Bij besluit van 3 juni 2025 (het bestreden besluit) heeft verweerder de aanvraag van verzoeker tot het verlenen van een verblijfsvergunning asiel voor bepaalde tijd niet-ontvankelijk verklaard omdat eiser in Duitsland internationale bescherming heeft.
Verzoeker heeft tegen het bestreden besluit beroep ingesteld. Hij heeft verder de voorzieningenrechter verzocht om een voorlopige voorziening te treffen.
De voorzieningenrechter heeft het verzoek, tezamen met de zaak NL25.25073, op 4 juli 2025 op zitting behandeld. Hieraan hebben deelgenomen: mr. A. Alkir, als waarnemer van de gemachtigde van eiser, en de gemachtigde van verweerder. Eiser is niet verschenen.

Overwegingen

1. Bij uitspraak van vandaag heeft de rechtbank uitspraak gedaan op het samenhangende beroep van verzoeker, en dat beroep niet-ontvankelijk verklaard. Een voorlopige voorziening is daarom niet meer nodig.
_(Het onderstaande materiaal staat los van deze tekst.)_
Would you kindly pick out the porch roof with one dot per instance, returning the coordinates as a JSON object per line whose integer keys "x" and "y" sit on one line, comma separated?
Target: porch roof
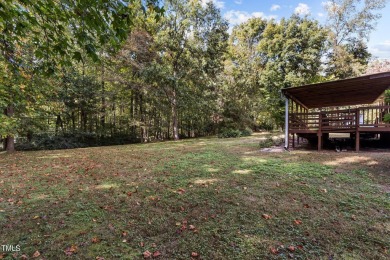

De voorzieningenrechter wijst het verzoek om die reden af. Voor een proceskostenveroordeling bestaat geen aanleiding.

Beslissing

De voorzieningenrechter wijst het verzoek om voorlopige voorziening af.
Deze uitspraak is gedaan door mr. E.C. Harting, voorzieningenrechter, in aanwezigheid van mr. D.M. Abrahams, griffier.
De uitspraak is uitgesproken in het openbaar en bekendgemaakt op:
Tegen deze uitspraak staat geen hoger beroep of verzet open.